The Joslyn Art Museum is showcasing “Pattern and Purpose: American Quilts from the Shelburne Museum” until Jan. 6.

The collection at the Joslyn brings together 32 quilts made between the early 1800s and the turn of the 21st century. The press release states that the exhibit will have quilts in various styles, such as early whole-cloth, which were created for warmth and utility, Lemoyne stars, embroidered botanical quilts and contemporary art quilts.

The Shelburne Museum was the first American museum to exhibit quilts as works of art, in testament of the museum’s founder Electra Havemeyer Webb and her passion for fine, folk and decorative arts.

“We’re always looking for opportunities to bring works in that complement or enhance what you can see in our permanent collection,” said Amy Rummel, Joslyn director of marketing and public relations. “It is a chance to showcase something different for our audiences who are back frequently.”

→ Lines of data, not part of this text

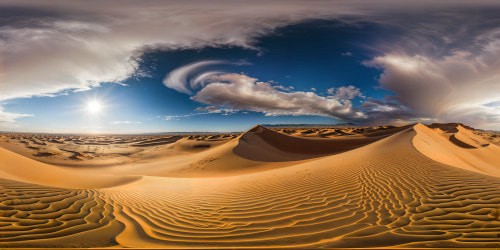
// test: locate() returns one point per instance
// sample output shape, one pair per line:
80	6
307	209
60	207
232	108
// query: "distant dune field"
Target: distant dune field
414	186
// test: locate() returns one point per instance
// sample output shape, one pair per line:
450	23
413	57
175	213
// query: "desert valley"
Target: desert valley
411	186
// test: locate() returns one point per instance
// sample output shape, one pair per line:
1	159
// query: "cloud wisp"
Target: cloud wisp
231	91
436	68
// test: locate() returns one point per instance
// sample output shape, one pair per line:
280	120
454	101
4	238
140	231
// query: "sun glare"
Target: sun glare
94	107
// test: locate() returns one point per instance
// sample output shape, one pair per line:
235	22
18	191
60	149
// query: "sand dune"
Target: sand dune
408	187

Caitlin Divelbess, who was perusing the exhibit, said she preferred “the nontraditional ones” with a “funky style.”

Lindle Che, an Arts and Sciences student and first-time art museum visitor, said that she saw goldfish swimming and girls in white dancing in the quilt “Fingerprints” by Judy Dale.

According to the Joslyn website, quilts were often meant to be showcased “on special occasions” and often were a part of family history.

“Young women often created quilts as part of their dowries, and quilts were often gifted as expressions of friendship, devotion or charity,” the website says.

The Joslyn was funded by Sarah Joslyn as a memorial to her deceased husband George A. Joslyn and opened on Nov. 29, 1931. In May 2013, the Museum stopped charging general admission, again providing free access to the public as it had done from its opening until the mid-1960s.

The entrance fee for this exhibit is $10 for adults, $5 college students with ID and it is free for members and youth ages 17 and younger. A digital audio tour for the exhibit is available to download from the Joslyn’s website. Docent-guided tours of the exhibition are offered weekly.